The prehistoric tree cover in East African environment goes back to more than 6 million years, where the human ancestors and the ape relatives evolved, says a recent study by the University of Utah.

"Wherever we find human ancestors, we find evidence for open habitats similar to savannas – much more open and savanna-like than forested," said geochemist Thure Cerling, senior author of a study of the new method in the Thursday, Aug. 4, 2011 issue of the journal Nature.

eurekalert.org:Human Ancestors and Apes Lived in African Savannas

The scientists used chemical isotopes in ancient soil to measure prehistoric tree cover to study the prolonged existence of savannas. The result shows that it’s not just over the past 2 million years that the savannas became more expansive and the human ancestors likely spent time in narrow "gallery forests" along river corridors.

"This is the first method to actually quantify the amount of canopy cover, which is the basis for deciding if something is savanna," Cerling says.

The new method was developed by correlating carbon isotope ratios in 3,000 modern soil samples with satellite photos of tree and vegetation cover at 75 tropical sites worldwide half in Africa, representing everything from closed forest to open grassland.
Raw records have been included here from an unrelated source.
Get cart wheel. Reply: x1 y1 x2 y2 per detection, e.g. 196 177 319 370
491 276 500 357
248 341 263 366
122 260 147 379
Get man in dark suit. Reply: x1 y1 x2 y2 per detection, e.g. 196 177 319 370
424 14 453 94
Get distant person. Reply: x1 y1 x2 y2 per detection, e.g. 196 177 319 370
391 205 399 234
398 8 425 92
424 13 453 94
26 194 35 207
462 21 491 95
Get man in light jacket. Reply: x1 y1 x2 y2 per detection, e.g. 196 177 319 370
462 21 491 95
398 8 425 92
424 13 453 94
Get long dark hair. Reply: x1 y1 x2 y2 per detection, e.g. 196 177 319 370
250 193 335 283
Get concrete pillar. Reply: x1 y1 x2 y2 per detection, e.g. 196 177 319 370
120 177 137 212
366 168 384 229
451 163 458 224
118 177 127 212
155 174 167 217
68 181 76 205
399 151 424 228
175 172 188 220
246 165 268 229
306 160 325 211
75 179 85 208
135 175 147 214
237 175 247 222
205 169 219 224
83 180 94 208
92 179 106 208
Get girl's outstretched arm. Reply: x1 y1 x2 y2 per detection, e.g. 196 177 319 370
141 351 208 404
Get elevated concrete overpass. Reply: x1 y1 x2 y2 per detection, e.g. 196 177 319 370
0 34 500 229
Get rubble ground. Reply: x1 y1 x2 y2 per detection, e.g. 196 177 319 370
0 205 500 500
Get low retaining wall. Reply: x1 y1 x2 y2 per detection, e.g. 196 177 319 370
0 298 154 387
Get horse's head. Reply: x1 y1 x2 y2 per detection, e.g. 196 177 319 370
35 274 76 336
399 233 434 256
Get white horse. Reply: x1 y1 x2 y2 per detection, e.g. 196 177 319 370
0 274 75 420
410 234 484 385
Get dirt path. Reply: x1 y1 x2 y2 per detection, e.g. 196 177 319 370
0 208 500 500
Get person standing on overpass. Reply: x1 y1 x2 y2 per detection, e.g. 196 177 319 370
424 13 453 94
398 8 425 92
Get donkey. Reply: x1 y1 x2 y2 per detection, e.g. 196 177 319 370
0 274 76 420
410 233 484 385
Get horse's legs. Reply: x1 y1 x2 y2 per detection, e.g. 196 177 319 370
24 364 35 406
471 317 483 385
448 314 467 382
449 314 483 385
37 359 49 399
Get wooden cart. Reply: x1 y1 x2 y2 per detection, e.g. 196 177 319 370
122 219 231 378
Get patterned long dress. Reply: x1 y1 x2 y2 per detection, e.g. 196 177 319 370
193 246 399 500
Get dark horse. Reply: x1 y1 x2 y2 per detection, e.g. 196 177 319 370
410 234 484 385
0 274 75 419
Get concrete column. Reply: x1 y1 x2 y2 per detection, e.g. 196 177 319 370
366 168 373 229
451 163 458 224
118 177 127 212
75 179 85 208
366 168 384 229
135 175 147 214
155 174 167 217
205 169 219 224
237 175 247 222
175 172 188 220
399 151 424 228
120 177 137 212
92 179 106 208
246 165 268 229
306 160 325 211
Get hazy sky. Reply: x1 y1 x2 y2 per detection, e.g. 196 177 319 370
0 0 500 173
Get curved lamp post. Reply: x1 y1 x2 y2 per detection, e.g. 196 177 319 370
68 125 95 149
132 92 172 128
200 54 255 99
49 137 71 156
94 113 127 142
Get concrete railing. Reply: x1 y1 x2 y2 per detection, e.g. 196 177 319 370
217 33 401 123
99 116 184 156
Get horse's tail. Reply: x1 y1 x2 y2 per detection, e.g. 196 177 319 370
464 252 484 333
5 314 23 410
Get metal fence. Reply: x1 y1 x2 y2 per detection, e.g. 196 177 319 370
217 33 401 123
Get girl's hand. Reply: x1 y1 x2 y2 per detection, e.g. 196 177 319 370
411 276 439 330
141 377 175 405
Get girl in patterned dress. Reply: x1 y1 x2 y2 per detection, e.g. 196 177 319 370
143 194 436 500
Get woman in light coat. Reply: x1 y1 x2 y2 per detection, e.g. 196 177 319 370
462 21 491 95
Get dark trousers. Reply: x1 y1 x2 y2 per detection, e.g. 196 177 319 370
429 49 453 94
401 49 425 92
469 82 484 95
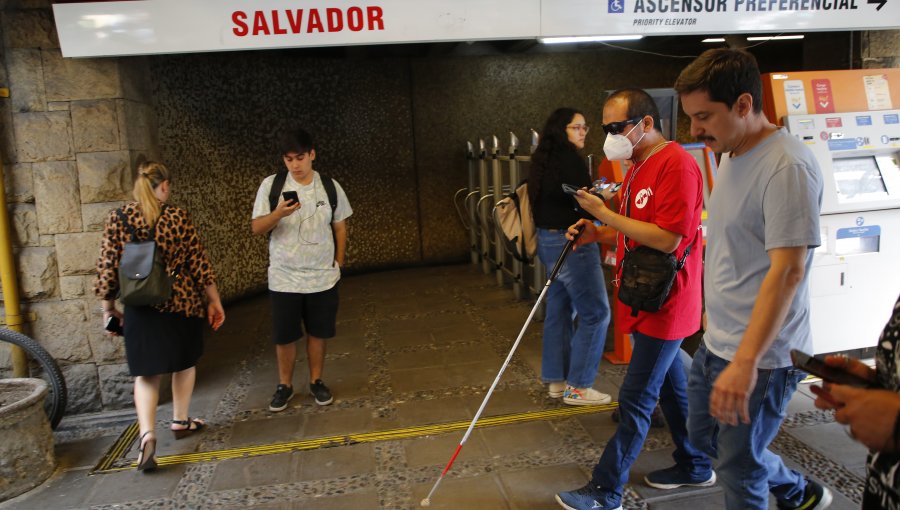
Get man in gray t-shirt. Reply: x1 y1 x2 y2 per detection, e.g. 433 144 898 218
675 48 831 509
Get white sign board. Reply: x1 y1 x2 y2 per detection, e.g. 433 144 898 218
53 0 900 57
541 0 900 36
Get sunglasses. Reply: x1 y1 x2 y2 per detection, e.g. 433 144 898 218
600 116 644 135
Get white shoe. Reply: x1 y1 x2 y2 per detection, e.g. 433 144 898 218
563 386 612 406
547 381 566 398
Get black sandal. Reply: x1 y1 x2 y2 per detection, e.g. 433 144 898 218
138 430 157 471
169 418 206 439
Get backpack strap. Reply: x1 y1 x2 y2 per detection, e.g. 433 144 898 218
269 170 287 212
319 174 337 254
116 207 135 242
319 174 337 220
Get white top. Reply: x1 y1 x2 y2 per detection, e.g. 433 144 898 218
253 172 353 294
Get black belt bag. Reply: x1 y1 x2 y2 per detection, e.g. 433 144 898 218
619 245 691 317
619 182 700 317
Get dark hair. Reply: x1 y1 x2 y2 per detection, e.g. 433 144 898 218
606 89 662 133
675 48 762 113
528 107 584 210
278 128 316 155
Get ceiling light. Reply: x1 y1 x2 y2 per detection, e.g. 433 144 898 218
538 35 644 44
747 35 803 41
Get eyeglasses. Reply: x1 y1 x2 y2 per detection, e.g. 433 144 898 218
600 116 644 135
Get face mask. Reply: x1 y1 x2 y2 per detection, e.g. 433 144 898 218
603 124 647 160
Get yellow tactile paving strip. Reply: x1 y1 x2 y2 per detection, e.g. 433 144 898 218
91 402 618 475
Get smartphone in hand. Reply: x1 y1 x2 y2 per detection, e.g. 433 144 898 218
103 315 125 336
791 349 873 388
563 183 581 195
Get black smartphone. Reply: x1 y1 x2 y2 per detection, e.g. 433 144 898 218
103 315 124 336
563 183 581 195
791 349 873 388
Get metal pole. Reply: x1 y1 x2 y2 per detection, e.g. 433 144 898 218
0 158 28 377
466 142 479 264
476 138 491 274
509 131 531 299
491 135 506 287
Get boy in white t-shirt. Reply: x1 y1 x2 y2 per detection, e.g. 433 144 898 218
251 128 353 412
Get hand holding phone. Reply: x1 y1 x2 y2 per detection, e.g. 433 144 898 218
103 315 125 336
563 183 581 195
791 349 874 388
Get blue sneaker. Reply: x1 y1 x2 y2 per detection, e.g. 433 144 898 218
556 483 622 510
644 466 716 489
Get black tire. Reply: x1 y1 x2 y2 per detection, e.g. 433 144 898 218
0 328 69 429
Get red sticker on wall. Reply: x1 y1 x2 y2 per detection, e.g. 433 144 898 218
812 79 834 113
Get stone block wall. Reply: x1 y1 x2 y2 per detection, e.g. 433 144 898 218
0 1 159 413
860 30 900 68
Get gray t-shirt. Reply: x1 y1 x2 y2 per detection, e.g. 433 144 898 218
703 129 822 369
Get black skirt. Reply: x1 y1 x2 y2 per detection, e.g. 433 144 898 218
125 306 203 376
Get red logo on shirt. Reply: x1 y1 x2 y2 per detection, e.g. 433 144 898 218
634 188 653 209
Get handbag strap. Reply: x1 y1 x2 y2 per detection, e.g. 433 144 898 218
619 183 701 271
116 202 182 276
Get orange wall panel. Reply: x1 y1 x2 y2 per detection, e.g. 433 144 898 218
762 69 900 125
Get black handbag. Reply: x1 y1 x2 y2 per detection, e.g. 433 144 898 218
116 209 178 306
619 179 699 317
619 245 691 317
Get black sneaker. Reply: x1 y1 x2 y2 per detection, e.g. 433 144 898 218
269 384 294 413
309 379 334 406
778 478 831 510
612 406 666 429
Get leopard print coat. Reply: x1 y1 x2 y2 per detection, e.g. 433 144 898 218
94 202 216 317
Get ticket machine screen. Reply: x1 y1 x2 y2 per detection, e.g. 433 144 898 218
832 156 888 202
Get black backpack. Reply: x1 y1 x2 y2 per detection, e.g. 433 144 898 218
269 170 337 248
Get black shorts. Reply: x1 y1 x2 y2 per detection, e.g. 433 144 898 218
269 284 339 345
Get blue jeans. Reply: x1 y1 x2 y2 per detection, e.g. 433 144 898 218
538 229 610 388
688 344 806 509
591 331 712 507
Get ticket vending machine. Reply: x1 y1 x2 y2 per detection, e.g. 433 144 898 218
785 109 900 354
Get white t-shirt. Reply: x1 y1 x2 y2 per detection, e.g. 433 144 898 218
253 172 353 294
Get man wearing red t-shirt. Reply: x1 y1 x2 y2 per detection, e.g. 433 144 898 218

That allowed scientists to determine the percent of tree and woody shrub cover millions of years ago based on carbon isotope ratios in fossil soils known as paleosols.

Cerling used the new method to analyze fossil soils and infer plant cover back to 7.4 million years ago and the analysis of 1,300 fossil soil samples from sites at or near where human ancestors and their relatives evolved shows that more than 70 percent of the sites had less than 40 percent woody cover, meaning they were wooded grasslands or grasslands.

"We conclude there have been open savannas all the time for which we have hominin fossils in the environments where the fossils were found during the past 4.3 million years" – the oldest fossils now accepted as human ancestors, Cerling says.